Auch die vom Westen als illegitim eingestuften Wahlen in den ­Rebellenhochburgen Donezk und Luhansk sorgen für Zündstoff: Die Abstimmung ist nach Ansicht der Bundesregierung ein Verstoß gegen den Minsker Friedensplan und stehe nicht im Einklang mit der Verfassung der Ukraine.

Während die EU und die USA das Ergebnis der Wahlen nicht anerkennen, feiert Russland die neuen Machthaber in den Regionen. Kritiker monieren, das sei ein Sabotageakt gegen den Frieden. Die 28 EU-­Außenminister wollen darum über neue Maßnahmen beraten. Jedoch wird es wohl eher um weitere Ein­reiseverbote und Kontosperrungen gehen als um scharfe Sanktionen.

Die sind auch nicht unbedingt notwendig. Denn die bereits eingeführten Strafmaßnahmen machen dem Land schon genug zu schaffen. Während etwa das Waffenembargo oder der erschwerte Zugang zum Kapitalmarkt nur indirekt Probleme bereiten, sind im Alltag ausgerechnet Russlands Gegenreaktionen spürbar: Mit dem russischen Einfuhr­verbot für Lebensmittel aus der EU und den USA verknappt sich das Angebot und die Preise für Nahrungsmittel steigen rasant. Insgesamt hat die Zentralbank ihre Prognose für die Inflation von fünf auf acht Prozent erhöht.
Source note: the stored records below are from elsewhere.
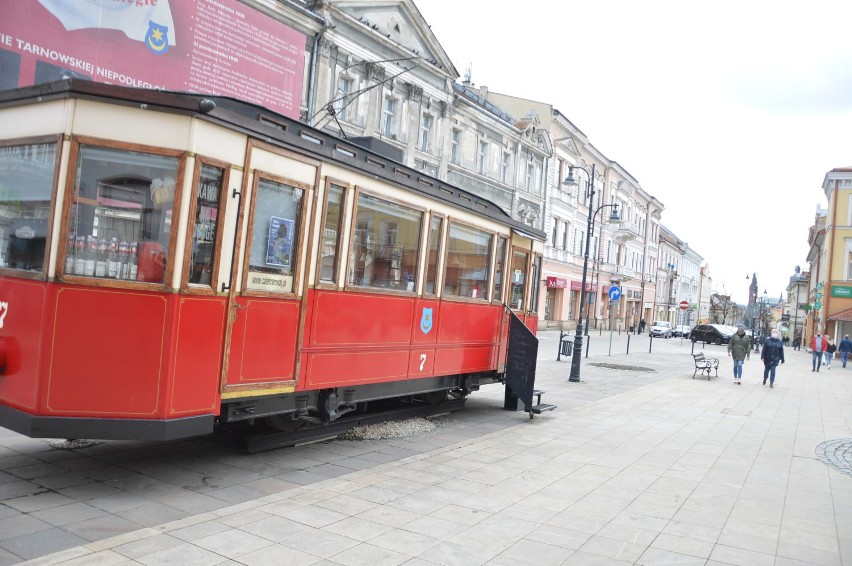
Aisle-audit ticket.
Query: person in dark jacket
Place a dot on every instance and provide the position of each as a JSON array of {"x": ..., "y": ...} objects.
[
  {"x": 739, "y": 348},
  {"x": 845, "y": 349},
  {"x": 772, "y": 354}
]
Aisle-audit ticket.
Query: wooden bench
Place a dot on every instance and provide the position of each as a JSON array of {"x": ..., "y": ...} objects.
[{"x": 705, "y": 365}]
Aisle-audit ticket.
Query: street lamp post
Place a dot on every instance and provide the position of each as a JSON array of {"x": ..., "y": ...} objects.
[{"x": 590, "y": 226}]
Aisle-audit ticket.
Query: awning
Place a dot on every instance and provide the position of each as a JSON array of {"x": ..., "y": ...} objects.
[
  {"x": 576, "y": 286},
  {"x": 844, "y": 316}
]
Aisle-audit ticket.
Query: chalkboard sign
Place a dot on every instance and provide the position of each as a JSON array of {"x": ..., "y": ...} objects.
[{"x": 521, "y": 356}]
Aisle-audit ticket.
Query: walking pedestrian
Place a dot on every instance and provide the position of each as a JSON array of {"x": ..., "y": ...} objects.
[
  {"x": 829, "y": 351},
  {"x": 818, "y": 346},
  {"x": 845, "y": 348},
  {"x": 739, "y": 348},
  {"x": 772, "y": 354}
]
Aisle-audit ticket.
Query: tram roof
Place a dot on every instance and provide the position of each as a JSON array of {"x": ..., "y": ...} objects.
[{"x": 271, "y": 127}]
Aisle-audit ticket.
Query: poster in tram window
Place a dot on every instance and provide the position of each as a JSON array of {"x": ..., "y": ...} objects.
[
  {"x": 218, "y": 47},
  {"x": 279, "y": 247}
]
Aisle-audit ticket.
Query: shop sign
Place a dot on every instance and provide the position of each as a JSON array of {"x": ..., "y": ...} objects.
[{"x": 841, "y": 291}]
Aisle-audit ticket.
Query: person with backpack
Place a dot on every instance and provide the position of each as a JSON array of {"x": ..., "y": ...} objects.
[
  {"x": 772, "y": 354},
  {"x": 829, "y": 351}
]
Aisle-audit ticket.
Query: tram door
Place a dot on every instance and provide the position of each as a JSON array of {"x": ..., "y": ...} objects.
[{"x": 265, "y": 312}]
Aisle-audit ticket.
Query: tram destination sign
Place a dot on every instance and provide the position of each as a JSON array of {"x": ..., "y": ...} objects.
[{"x": 219, "y": 47}]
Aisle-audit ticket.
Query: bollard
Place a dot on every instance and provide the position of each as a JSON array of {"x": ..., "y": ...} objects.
[{"x": 565, "y": 346}]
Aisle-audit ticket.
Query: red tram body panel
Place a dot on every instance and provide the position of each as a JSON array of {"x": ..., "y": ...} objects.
[{"x": 159, "y": 294}]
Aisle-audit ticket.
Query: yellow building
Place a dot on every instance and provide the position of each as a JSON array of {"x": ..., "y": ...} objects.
[{"x": 830, "y": 290}]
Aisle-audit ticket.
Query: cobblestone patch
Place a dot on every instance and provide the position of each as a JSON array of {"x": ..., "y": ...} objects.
[
  {"x": 837, "y": 453},
  {"x": 393, "y": 429}
]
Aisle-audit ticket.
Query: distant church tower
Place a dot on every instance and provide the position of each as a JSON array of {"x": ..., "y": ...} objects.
[{"x": 752, "y": 291}]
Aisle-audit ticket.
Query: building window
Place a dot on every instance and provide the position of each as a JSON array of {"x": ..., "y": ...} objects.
[
  {"x": 504, "y": 168},
  {"x": 426, "y": 132},
  {"x": 482, "y": 158},
  {"x": 455, "y": 140},
  {"x": 849, "y": 260},
  {"x": 341, "y": 104},
  {"x": 530, "y": 180},
  {"x": 389, "y": 118},
  {"x": 386, "y": 247}
]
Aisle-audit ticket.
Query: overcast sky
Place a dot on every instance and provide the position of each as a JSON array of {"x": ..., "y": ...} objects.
[{"x": 729, "y": 112}]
Getrieben wird sie jedoch nicht ­allein von den Lebensmittelpreisen, sondern auch durch Importgüter. Die Russen müssen einen Großteil ihrer Maschinen und technischen Geräte einführen: Computer, Telefone, Autos - fast alles wird importiert. Hier wirkt der fallende Rubel in doppelter Hinsicht negativ: Einerseits verteuern sich durch die billige Währung die eingeführten Güter, gleichzeitig steigt aber auch die Nachfrage nach langlebigen Produkten. Da die Russen eine weitere Entwertung des Rubels fürchten, geben sie ihr Geld mit vollen Händen aus. Das treibt die Preise ebenfalls.

Ölfirmen trifft es hart
Verantwortlich für die Rubelschwäche ist vor allem die politische Unsicherheit und die damit einhergehende Kapitalflucht. Laut Notenbank sind 2014 bislang 128 Milliarden Dollar abgeflossen. Der erschwerte Kapitalmarktzugang für russische Unternehmen und Banken tut ein Übriges. Er schmälert die Wachstumschancen der Firmen und schürt Rezessionsängste. Das lässt den Rubel weiter abwerten.

Vor allem auf den Ölsektor wirken sich die Sanktionen aus. Nicht nur weil frisches Geld für Investitionen fehlt, sondern auch weil Technologien für die Exploration von Öl nicht eingeführt werden. Dabei sind die Firmen auf beides angewiesen: Alte Ölfelder erschöpfen sich langsam, daher müsste Russland eigentlich investieren und neue Vorkommen erschließen. Das geht jedoch nicht ohne Maschinen und Geld. Hinzu kommt, dass der niedrige Ölpreis dem Land zusetzt, dessen Staatshaushalt zu mehr als einem Drittel von den Einnahmen aus Öl- und Gasexporten abhängt.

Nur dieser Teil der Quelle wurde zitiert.